The rancher recently received an invite to the 2021 Leadville Trail 100, a famously difficult race he’s not sure he’s ready for. He needs more endurance to compete, and Tractor’s energy pushes him on. By the end of the day, the two will finally return to the hogan after 52 miles. It’ll be Tractor’s first ultra. Still hyper, he’ll want more.

On their final stretch of the run, they stop in a small valley, once home to his great-grandmother. She was buried there in the traditional way, her hogan collapsed over her with her belongings laid out beside her. Now, six more family members are there; Eli helped bury most of them and runs here often. The old logs of the hogan are still visible, and steel rods anchor a chain-link fence around it. The Navajo keep fences small, says Eli—they believe big fences invite death.

Death is not something many Navajo talk about. It’s taboo. But being a rancher in such an isolated location, Eli’s seen his fair share. He’s had to put down animals with his own rifle: cows, sheep, and several family dogs. It didn’t bother him then. He was young. He didn’t think about it. It was the way of the rancher. Now, he can’t imagine thinking of Tractor like that. It’s been five years since he brought him to the ranch. The border collie still has the energy of a puppy, yet to Eli he looks grown-up.

When Eli runs by the gravesites, he wishes his ancestors could see him now. See what he’s done with the ranch, the improvements he’s made: the water tanks, the livestock, the modern equipment, the new bull. And that progress is coming. Last year, electricity finally reached his ranch. Eli’s also been restoring an old building his grandfather built years ago. Meant to be a home, it became rundown and was used as a summer sheep camp. When Eli’s done, he’s going to live in it and put his grandfather’s sun chart over the door.

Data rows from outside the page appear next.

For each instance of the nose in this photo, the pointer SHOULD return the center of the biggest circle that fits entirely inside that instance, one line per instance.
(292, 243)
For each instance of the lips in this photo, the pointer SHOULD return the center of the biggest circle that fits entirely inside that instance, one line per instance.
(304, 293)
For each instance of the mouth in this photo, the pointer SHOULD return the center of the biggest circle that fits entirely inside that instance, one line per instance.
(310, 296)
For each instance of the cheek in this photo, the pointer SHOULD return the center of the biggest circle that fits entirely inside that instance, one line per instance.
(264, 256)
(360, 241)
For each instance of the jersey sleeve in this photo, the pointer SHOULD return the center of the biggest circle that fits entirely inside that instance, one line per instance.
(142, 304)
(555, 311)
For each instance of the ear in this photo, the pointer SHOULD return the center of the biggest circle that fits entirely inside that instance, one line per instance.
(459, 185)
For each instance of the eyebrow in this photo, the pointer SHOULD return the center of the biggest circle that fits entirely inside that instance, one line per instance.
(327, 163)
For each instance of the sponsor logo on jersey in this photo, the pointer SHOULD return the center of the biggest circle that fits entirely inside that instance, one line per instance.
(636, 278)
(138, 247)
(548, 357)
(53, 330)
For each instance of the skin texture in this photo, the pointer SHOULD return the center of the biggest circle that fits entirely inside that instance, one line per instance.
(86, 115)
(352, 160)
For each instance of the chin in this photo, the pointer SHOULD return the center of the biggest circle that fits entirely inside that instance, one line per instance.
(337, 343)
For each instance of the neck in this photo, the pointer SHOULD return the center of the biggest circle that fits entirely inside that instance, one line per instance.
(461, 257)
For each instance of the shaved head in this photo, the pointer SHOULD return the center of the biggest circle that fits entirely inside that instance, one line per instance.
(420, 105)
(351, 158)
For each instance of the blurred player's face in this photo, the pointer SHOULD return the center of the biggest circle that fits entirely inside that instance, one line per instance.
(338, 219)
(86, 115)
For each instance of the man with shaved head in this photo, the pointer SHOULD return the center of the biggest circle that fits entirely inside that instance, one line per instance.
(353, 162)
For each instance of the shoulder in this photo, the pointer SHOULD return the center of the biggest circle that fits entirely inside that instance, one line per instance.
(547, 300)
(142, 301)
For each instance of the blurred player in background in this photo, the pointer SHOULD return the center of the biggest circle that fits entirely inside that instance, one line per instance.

Eli says he’s somewhere between 80 and 90 percent recovered from the crash. He still battles memory lapses and tries to take each day as it comes. That’s the rancher way. And as for running, he’s still not sure what future lies down that path. For someone raised on steely grit and quiet strength in the shadow of Navajo Mountain, the races expose him to a larger world he’s not certain he wants to be a part of.

Still, he signs up, oftentimes last minute, still doubting his strength and endurance until he proves himself wrong. In April, he turned down the Leadville invite, citing that old ankle injury. But later in the month he finished 11th at the Born to Run 60-miler, and then a week later ran his first 100, the Salt Flats Endurance Run, with a respectable midpack finish.

Even if Eli is reluctant to commit to ultramarathons more than a week in advance, commitment—to the ranch, to Tractor—isn’t something he fears. Eli considers Tractor Navajo. The pair communicate without words, and each morning they run, greeting the sacred spirits.